Shop Mannequin is one of the most popular and successful retail display devices in history. For centuries, they have assisted store owners and managers in bringing their clothing and other displays to life. Mannequins are those silent sales people that show off the latest and greatest without bugging the customers, and with a little brain, they can be the most effective sales staff.
There is an abundance of mannequin types in the world of merchandise. Men, ladies, children, and even animals are created in mannequin form as well as any variety of body sections. Necks, heads, legs, hands, and just torsos are used for accessorizing or specific clothing display. Though any of these mannequins can spice things up, the right mannequin design, as well as professional merchandise placement, will put mannequins to use in a whole new way.
It is most important to emphasize the merchandise in a mannequin display, unless of course you own a mannequin store. However, the obvious need for a merchandise focus is of little value without a creative setup. The types of mannequins, the pose, the hair, the skin color, and every feature of a mannequin display must reflect the category or style of merchandise on display.
Mannequins displayed in a formalwear store or department should have conservative and elegant poses, and should most likely be sleek and artistic in design, while those in a sports category can be partial forms or full body mannequins in active poses. Female, sporty mannequins need short hair or ponytails, and the body forms should appear fit and muscular.
Just because a mannequin is used, does not always mean that it will be cheap regardless of where you purchase it from. Similar to buying automobiles, some mannequin brands hold their value because of their superior craftsmanship, design and established brand name. Just as a used Rolls Royce or Mercedes will cost more than a brand new Toyota, there are some brands of mannequins that are expensive even though they are used.
A brand name mannequin with realistic features can cost between $750-$1300 new. If a used one is 50% off, it will still cost more than brand new no-name mannequins imported from Asia which retail between $250-$400. Brand name mannequins cost more because they are actually fiberglass sculptures of real life humans and many of the steps involved in creating them are done by hand.
Sculptors usually begin with a metal skeleton, bend it into a pose and build it up with clay. The clay figure is then cast as a mold to hundreds of identical fiberglass mannequins. The mannequin is passed through the hands of at least a dozen artisans, from sculptors to sanders to painters and this level of detail is why high end mannequins look so lifelike and their solid construction makes them more durable.
Less expensive knock offs, made in Asia are made by machines and resemble life-size dolls. Instead of looking fluid they have stiffer looking poses. They tend to break more easily if they fall and many of their joint fittings are made out of plastic instead of metal like the more expensive brands. Sometimes they do not hold up well under the hot sun if they are in a store window. These are best used for online vendors or people who use a mannequin occasionally.
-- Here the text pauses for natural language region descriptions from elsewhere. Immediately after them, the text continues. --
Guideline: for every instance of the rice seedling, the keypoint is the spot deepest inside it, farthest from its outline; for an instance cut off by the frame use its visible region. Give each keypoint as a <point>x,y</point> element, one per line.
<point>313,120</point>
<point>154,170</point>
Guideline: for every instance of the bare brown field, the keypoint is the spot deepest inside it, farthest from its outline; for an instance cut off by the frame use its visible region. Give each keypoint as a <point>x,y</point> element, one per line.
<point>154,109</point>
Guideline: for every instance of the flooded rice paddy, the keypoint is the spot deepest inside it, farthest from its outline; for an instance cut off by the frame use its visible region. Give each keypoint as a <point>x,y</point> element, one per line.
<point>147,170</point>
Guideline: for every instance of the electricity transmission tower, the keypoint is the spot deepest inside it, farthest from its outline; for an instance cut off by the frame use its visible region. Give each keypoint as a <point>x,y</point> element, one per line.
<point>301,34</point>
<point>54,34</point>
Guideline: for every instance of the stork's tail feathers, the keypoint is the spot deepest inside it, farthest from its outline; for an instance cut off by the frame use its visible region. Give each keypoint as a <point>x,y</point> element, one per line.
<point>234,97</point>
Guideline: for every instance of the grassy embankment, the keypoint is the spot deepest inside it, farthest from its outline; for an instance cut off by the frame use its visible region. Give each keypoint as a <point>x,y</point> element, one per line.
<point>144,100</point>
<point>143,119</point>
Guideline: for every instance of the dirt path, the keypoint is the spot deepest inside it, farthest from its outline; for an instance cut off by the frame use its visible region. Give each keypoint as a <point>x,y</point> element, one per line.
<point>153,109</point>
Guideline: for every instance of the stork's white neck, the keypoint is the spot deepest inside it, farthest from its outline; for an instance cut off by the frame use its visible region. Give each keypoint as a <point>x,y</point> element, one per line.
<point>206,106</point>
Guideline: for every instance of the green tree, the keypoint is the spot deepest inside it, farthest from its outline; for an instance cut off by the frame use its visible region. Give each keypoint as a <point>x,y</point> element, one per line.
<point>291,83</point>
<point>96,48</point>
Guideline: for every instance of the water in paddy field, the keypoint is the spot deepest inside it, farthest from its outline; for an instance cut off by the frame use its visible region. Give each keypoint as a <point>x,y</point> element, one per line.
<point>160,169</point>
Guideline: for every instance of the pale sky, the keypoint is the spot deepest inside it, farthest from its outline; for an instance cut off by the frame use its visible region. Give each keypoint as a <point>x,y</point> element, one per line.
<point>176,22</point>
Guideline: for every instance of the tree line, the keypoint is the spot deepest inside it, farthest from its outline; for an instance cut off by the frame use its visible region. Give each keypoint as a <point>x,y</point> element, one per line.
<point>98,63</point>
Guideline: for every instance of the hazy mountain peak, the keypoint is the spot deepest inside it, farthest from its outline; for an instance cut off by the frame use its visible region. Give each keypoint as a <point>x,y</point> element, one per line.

If you are looking to buy a Rolls Royce or Mercedes caliber mannequin on the used market, here are some brand names to look for: Adel Rootstein, Patina V, New John Nissan, Hindsgaul, Ralph Pucci, Greneker and Goldsmith. Usually – but not always – mannequins produced by these companies will have their company name stamped somewhere on the mannequin bottom of the foot, or on the butt or back, even on the head.
There are a few other factors that can drive up the price of a used mannequin. Since the majority of mannequins in retail stores are in a standing position, a mannequin that is in a seated, reclining or athletic pose is highly sought after and the demand outstrips the supply. Also Asian or African-American mannequins as well as plus size mannequins are scarce in general, so a used one in good condition will command top dollar.
A few mannequin manufacturers (Rootstein and Patina V) have produced limited edition mannequins that were fabricated after real-life supermodels or entertainers. When these mannequins are no longer in production it increases the value of used ones. Another mannequin company – Ralph Pucci -commissions well-known artists and designers such as Maira Kalman, Jeffrey Fulvimari and Anna Sui to design a line of mannequins for them. Since these mannequins are popular as art pieces in addition to being a vehicle to display clothing, they can sell close to their original price of $1,100.
If a used mannequin has all its parts, but they are broken or damaged, a skilled mannequin refurbished can bring them back to life. If there isnt a mannequin refurbished in your city, you can find one online and then ship the mannequin part to them. The company that we work will give us a rough estimate of the repair cost when we email them digital photos of the broken part so we can determine whether or not it is worth it.
Typically the first thing that gets damaged on a mannequin is their hands, which is why you so often find used mannequins for sale with missing hands. Even if all the fingers on the hand are broken as long as there is at least a stub attached to the wrist – there is a good chance that the hand can be repaired by the mannequin refurbished. But if there are no hands at all, it is extremely difficult to find a replacement hand online. If you are lucky enough to know the name of the manufacturer of the mannequin, you might be able to purchase a hand from them directly if the mannequin is still in production.
The reason why it is so hard to find replacement hands is because there is not a universal standard in the device that attaches the hands attach to the arms. Some hands have a round fitting, some are square, some have a keyhole shape and each of these shapes come in different sizes.